The Most Surprising Number in Probability
How many people do you need in a room for there to be a 50% chance that two of them share a birthday? Most people guess around 183 — half of 365. The real answer is just 23. This stunning result, known as the birthday paradox, reveals how poorly our intuitions handle combinatorial probability. It's not really a paradox — it's just deeply counterintuitive.

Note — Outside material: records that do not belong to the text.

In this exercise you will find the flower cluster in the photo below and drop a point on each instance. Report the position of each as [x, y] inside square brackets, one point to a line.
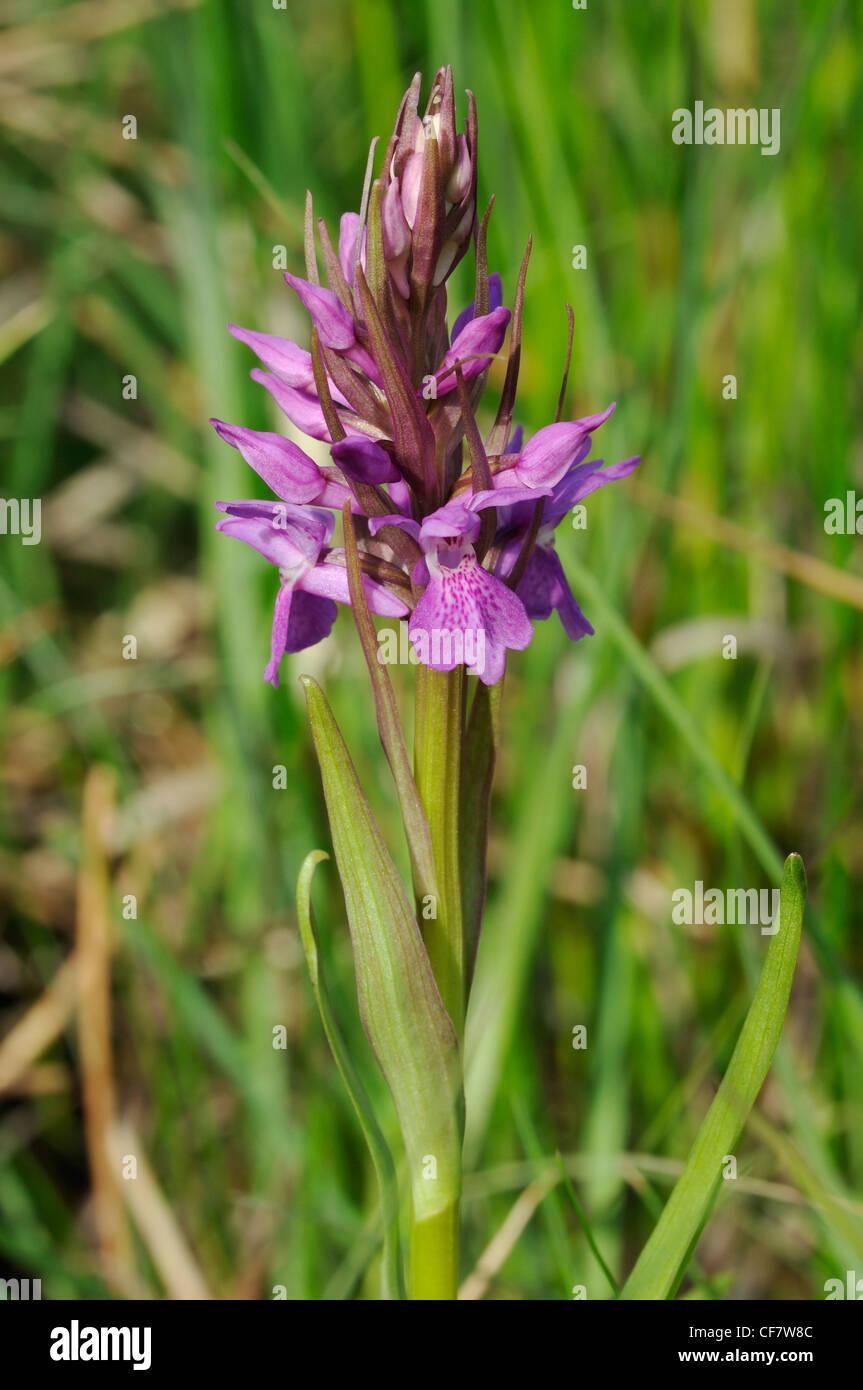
[452, 528]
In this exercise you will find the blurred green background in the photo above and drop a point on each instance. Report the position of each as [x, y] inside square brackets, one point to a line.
[128, 257]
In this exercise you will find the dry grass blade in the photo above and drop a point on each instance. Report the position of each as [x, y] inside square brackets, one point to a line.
[808, 569]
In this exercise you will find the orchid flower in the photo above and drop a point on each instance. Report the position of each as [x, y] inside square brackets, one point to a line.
[452, 531]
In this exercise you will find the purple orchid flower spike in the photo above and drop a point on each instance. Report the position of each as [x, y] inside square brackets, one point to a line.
[466, 615]
[442, 527]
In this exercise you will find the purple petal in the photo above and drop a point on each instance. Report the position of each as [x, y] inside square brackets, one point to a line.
[549, 453]
[477, 341]
[363, 460]
[581, 481]
[349, 230]
[328, 314]
[299, 620]
[495, 292]
[544, 588]
[292, 537]
[463, 613]
[330, 580]
[282, 466]
[412, 186]
[302, 407]
[453, 519]
[292, 363]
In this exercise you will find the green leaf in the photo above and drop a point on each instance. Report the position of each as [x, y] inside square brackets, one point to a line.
[407, 1026]
[389, 726]
[392, 1283]
[663, 1261]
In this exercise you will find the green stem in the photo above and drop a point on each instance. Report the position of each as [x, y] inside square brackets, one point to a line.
[438, 749]
[434, 1255]
[439, 740]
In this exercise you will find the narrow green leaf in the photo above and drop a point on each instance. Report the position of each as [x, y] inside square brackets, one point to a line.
[663, 1261]
[392, 1282]
[477, 777]
[400, 1008]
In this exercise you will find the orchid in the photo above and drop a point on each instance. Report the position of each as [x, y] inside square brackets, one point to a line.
[449, 528]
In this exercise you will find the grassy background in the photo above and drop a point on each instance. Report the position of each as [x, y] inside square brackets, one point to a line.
[129, 257]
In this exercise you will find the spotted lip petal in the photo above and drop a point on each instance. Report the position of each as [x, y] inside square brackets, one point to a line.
[466, 599]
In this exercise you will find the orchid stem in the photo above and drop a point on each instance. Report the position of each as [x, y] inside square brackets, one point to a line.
[438, 749]
[439, 740]
[434, 1257]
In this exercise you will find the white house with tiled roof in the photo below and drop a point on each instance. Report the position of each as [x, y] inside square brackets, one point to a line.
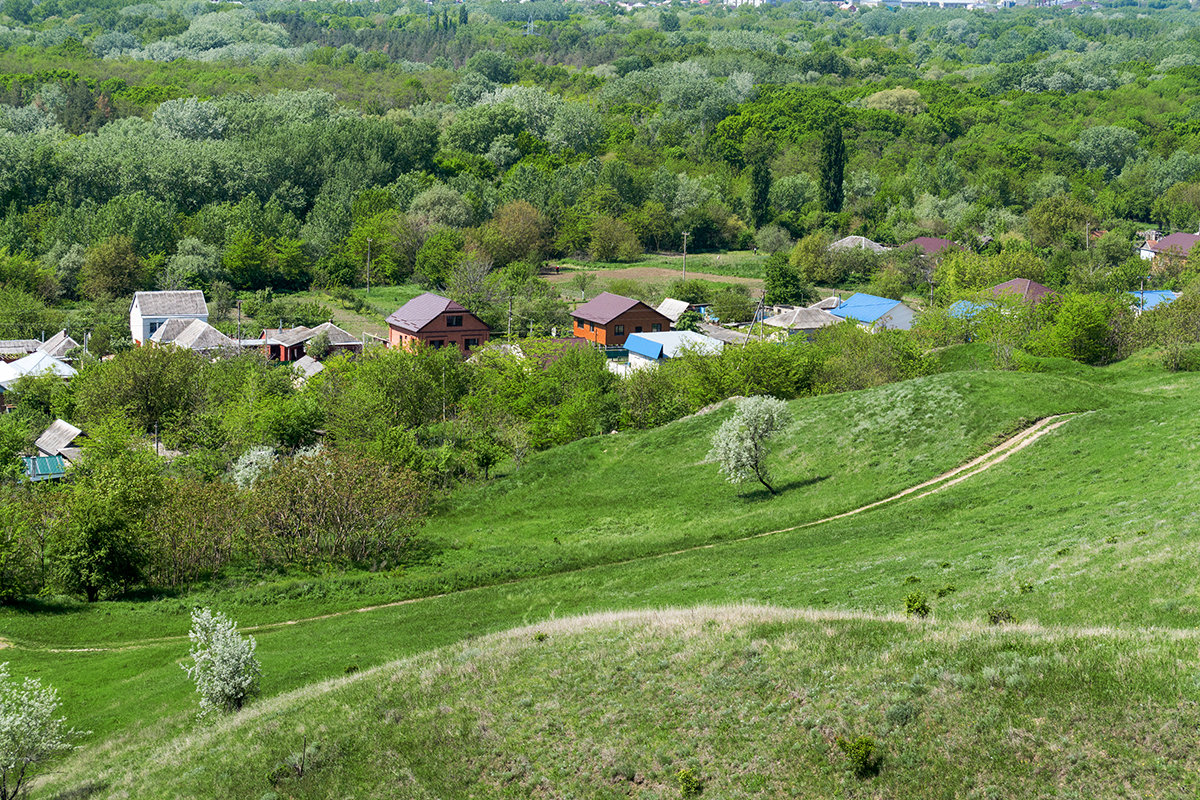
[151, 310]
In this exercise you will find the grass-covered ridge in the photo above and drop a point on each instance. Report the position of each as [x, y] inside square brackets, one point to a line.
[751, 699]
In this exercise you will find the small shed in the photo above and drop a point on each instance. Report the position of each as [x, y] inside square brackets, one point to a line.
[609, 319]
[646, 349]
[59, 439]
[43, 468]
[672, 308]
[803, 320]
[192, 335]
[857, 242]
[876, 313]
[149, 311]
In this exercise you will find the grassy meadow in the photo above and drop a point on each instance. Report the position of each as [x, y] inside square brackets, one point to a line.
[1085, 539]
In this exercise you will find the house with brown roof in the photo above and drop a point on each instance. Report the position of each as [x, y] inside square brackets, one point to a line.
[287, 344]
[1176, 246]
[609, 319]
[149, 311]
[437, 322]
[193, 335]
[1031, 292]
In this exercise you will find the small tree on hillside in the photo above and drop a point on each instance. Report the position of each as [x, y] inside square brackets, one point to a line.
[741, 444]
[223, 665]
[29, 731]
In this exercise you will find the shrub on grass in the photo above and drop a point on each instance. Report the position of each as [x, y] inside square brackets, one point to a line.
[863, 755]
[29, 731]
[916, 605]
[690, 786]
[223, 665]
[1000, 617]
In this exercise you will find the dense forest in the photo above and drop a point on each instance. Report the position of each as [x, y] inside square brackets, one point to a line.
[263, 149]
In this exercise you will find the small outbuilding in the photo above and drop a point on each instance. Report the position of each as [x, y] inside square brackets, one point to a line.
[876, 313]
[437, 322]
[59, 439]
[610, 319]
[192, 335]
[149, 311]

Why Pairs Matter More Than People
The key insight is that we're not asking whether anyone shares your birthday — we're asking whether any two people share any birthday. With 23 people, there are C(23,2) = 253 possible pairs. Each pair has a 1/365 chance of matching, and these 253 opportunities compound rapidly. The probability of no match at all is (365/365)(364/365)(363/365)...(343/365) ≈ 0.493, so the probability of at least one match is about 50.7%.
Running the Simulation
The simulation generates random birthdays for each person in the group and checks for matches. The circular calendar display shows where birthdays fall throughout the year, with matching dates highlighted in red. Run thousands of simulations to verify that the empirical probability converges to the theoretical value. Try increasing the group size to see how quickly the probability approaches 100%.
Applications Beyond Birthdays
The birthday paradox has profound implications in computer science and cryptography. The birthday attack on hash functions exploits the same mathematics: finding two inputs that produce the same hash output requires only about √(2^n) = 2^(n/2) attempts for an n-bit hash. This is why cryptographic hash functions must be at least 256 bits to provide 128 bits of collision resistance.